Türkiye’nin Nisan 1987’de AB’ne tam üye olmak için başvuruda bulunmasından sonra ise Türkiye ile Yunanistan arasındaki ihtilaflı konular ve Kıbrıs konusu Türkiye – AB ilişkilerinin gündemine dahil edilmişlerdir. Fazla zaman geçmeden de Türkiye’nin AB üyeliğine ilişkin sürecin ilerleyebilmesinin siyasî şartları haline getirilmişlerdir. Bu durum da Rum – Yunan ortaklığının Kıbrıs sorunundaki stratejisinin uygulanmasına ilâve destek ve güç kazandırmıştır.

HRİSTOFYAS’IN İFŞAATI

Rum tarafında 2008 yılında Hristofyas’ın başkan seçilmesi nedense o zaman  KKTC’de, Türkiye’de ve uluslararası çevrelerde Kıbrıs sorunun çözüm yolunda ümit ve beklenti yaratmıştır.  Bu beklenti boşa çıkmış; Hristofyas ile Talât arasındaki müzakere süreci sonuç vermemiştir.

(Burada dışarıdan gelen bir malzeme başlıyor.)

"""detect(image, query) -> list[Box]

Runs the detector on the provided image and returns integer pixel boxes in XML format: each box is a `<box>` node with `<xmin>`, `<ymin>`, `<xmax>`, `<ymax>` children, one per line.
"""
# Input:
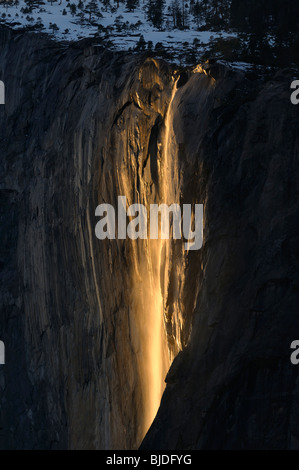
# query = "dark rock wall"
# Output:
<box><xmin>142</xmin><ymin>65</ymin><xmax>299</xmax><ymax>449</ymax></box>
<box><xmin>0</xmin><ymin>29</ymin><xmax>299</xmax><ymax>449</ymax></box>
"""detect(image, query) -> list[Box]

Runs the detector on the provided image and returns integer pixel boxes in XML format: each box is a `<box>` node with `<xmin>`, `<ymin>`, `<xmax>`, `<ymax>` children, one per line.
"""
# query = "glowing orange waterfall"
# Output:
<box><xmin>118</xmin><ymin>77</ymin><xmax>179</xmax><ymax>442</ymax></box>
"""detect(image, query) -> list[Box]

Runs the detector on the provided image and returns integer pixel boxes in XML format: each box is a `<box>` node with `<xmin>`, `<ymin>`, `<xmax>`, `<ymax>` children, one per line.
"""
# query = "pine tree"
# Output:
<box><xmin>145</xmin><ymin>0</ymin><xmax>165</xmax><ymax>29</ymax></box>
<box><xmin>126</xmin><ymin>0</ymin><xmax>139</xmax><ymax>11</ymax></box>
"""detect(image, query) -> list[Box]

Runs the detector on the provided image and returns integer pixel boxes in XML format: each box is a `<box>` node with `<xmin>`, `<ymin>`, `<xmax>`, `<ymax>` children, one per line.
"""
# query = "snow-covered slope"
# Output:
<box><xmin>0</xmin><ymin>0</ymin><xmax>237</xmax><ymax>61</ymax></box>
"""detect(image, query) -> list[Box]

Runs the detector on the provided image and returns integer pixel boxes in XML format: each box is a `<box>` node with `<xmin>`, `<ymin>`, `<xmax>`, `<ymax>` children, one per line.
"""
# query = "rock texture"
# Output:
<box><xmin>141</xmin><ymin>64</ymin><xmax>299</xmax><ymax>449</ymax></box>
<box><xmin>0</xmin><ymin>24</ymin><xmax>299</xmax><ymax>449</ymax></box>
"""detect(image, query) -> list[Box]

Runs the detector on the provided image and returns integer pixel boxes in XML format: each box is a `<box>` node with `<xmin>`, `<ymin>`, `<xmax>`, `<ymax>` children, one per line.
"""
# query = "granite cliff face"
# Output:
<box><xmin>0</xmin><ymin>24</ymin><xmax>299</xmax><ymax>449</ymax></box>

Hristofyas görev süresinin sonuna doğru yaptığı konuşmalarda “5 yıllık iktidarı boyunca KKTC’ye yönelik ambargoların yürürlükte kalması için mücadele ettiklerini” söylemiş; bunu başkanlık döneminin bir “başarısı” olarak  takdim etmiştir. “Yaptığımız en önemli iş, soruna yön veren tarafları KKTC’nin siyasi düzeyinin yükseltilmesinin bölünmeye neden olacağına ikna etmemiz ve çözüm umutlarını sürdürmemiz oldu” demiştir.

Hristofyas’ın partisi AKEL’in Annan Plânı üzerindeki referandumda o dönemdeki Rum Lider Papadopulos’un “red” kampanyasını desteklediğini ve AKEL taraftarlarının oylarıyla “plan”ın reddedildiğini kaydetmek isterim. Rum tarafının müzakere sürecini kendi emelleri doğrultusunda kötüye kullanma niyeti, çözüm çabalarının bir zaman çerçevesiyle sınırlanmasına; BMGS’nin “hakemlik” gibi bir rol üstlenmesine daima kararlı biçimde karşı çıkıyor olmasından da bellidir.

ÇÖZÜM SÜRECİ PRANGADIR

Konuya bu gerçeklerin ışığında baktığımız zaman Kıbrıs müzakere sürecinin KKTC halkının iradesine, enerjisine, kalkınma hamlelerine ve en önemlisi de genç kuşakların istikbal ve kaderine vurulmuş bir pranga olduğunu söylemek yanlış olmaz. Böyle bir pranganın genç nesilleri istikbal bakımından karamsarlığa, ümitsizliğe ve bezginliğe sevk etmesi de şüphesiz kaçınılmazdır. Bunun sonucu da, korkarım, Kıbrıs konusunda yaşayabilir âdil ve kalıcı bir çözüm şekline doğru ilerleme sağlanması değil, Kıbrıs Türk halkının  milli davada çözülmeye doğru hızla kayması olacaktır.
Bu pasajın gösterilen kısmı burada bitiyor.